Em relação ao fato de que não era a ortodoxia que demarcava a legitimidade
dos terreiros, procurei identificar as categorias que eram acionadas neste processo.
Pude identificar que a moral e o lucro apareciam como categorias poluidoras da
legitimação. Seguindo algumas pistas, pude compreender — a partir de uma
semiologia dos objetos — me valendo dos conceitos de economia representacional
e ideologia semiótica, que a jurema, devido a sua relação íntima com objetos como
bebidas alcoólicas e cigarros, tinha seu caráter religioso negado.
A ideologia semiótica do SHM, pensado agora enquanto instituição,
compreende que há elementos materiais presentes na cosmologia do culto aos
encantados que desencadeariam transtornos mentais ou elevariam o risco de tal.

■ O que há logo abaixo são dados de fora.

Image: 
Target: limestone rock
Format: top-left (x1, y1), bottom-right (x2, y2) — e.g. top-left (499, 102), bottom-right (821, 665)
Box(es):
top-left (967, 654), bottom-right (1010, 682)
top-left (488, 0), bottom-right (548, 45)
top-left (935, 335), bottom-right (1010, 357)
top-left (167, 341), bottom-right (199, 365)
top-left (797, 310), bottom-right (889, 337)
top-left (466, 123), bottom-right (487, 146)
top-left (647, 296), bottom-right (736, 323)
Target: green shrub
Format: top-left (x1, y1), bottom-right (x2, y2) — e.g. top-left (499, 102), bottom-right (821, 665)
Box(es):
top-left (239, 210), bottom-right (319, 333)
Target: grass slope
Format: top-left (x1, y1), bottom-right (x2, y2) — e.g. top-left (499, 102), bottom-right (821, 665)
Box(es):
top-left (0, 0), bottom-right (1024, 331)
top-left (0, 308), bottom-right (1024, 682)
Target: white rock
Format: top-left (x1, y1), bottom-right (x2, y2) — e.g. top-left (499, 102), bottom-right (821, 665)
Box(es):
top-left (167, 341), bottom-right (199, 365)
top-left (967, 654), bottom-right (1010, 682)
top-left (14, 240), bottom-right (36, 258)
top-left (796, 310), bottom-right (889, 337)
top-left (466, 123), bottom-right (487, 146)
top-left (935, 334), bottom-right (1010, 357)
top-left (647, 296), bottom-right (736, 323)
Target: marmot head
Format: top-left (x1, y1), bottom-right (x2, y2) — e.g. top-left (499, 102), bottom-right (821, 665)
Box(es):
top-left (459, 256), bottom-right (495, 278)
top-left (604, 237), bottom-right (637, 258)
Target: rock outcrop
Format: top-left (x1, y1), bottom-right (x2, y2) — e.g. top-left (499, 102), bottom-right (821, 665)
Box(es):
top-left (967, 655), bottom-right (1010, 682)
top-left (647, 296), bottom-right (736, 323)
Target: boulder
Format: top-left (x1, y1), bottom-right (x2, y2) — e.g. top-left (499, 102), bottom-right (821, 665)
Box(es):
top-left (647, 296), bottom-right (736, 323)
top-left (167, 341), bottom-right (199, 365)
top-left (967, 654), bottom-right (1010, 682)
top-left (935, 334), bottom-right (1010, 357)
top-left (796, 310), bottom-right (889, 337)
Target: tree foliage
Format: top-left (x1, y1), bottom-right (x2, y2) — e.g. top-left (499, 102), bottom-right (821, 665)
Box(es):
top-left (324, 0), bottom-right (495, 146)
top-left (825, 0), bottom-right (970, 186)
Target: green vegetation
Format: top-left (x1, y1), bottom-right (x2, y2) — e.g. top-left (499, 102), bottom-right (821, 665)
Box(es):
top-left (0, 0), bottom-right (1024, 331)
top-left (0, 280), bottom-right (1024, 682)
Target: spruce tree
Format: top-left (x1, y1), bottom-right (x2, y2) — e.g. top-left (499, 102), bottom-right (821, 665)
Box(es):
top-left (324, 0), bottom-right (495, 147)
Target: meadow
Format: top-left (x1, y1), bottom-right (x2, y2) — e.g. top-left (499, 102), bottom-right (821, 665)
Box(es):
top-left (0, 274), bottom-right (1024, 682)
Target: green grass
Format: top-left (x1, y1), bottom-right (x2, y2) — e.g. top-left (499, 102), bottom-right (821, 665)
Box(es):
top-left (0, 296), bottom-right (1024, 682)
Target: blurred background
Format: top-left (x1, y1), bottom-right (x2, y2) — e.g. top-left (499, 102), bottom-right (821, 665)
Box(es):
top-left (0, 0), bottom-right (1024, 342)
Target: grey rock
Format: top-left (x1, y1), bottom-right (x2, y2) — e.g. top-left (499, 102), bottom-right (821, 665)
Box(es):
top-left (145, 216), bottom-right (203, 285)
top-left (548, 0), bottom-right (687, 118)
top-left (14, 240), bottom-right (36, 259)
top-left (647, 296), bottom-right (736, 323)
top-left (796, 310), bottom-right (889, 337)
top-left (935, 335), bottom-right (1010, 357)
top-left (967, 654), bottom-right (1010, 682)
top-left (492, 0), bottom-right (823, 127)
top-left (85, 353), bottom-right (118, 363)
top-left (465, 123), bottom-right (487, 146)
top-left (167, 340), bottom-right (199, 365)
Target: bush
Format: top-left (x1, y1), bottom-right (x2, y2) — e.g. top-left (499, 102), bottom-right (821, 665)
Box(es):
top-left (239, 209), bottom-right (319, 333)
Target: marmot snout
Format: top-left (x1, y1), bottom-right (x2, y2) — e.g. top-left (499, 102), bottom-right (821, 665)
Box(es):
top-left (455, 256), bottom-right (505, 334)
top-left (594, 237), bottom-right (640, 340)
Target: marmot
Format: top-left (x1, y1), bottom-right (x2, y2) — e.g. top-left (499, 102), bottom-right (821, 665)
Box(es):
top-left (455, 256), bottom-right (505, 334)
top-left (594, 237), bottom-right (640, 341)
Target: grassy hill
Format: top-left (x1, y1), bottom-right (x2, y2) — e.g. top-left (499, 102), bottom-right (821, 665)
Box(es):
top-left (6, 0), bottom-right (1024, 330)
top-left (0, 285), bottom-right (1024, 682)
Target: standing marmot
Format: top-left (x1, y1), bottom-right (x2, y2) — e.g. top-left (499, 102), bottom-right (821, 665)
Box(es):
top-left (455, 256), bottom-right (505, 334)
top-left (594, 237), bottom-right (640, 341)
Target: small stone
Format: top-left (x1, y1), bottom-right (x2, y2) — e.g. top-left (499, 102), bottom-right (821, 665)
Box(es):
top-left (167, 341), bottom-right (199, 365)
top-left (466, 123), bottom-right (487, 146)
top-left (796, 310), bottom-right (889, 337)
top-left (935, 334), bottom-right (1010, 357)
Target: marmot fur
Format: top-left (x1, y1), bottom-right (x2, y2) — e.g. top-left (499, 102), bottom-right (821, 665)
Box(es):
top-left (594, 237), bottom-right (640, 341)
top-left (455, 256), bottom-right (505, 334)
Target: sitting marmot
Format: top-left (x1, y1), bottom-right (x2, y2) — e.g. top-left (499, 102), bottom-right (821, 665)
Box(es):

Assim, retiram sua dimensão sagrada e retificam tais objetos como não sendo sinais
do divino.
Estes foram os principais pontos suscitados por esta dissertação. Após tudo o
que foi exposto aqui, espero que o objetivo deste trabalho tenha sido atingido: trazer
uma visão mais plural e multifacetada a respeito do que foi a atuação do Serviço de
Higiene Mental, e das relações que este estabeleceu com o campo indo-afro-
pernambucano.
Estamos então nas últimas linhas deste trabalho. Quero aqui agradecer
aquele que presenta o final dos ciclos, Epe Epe Baba!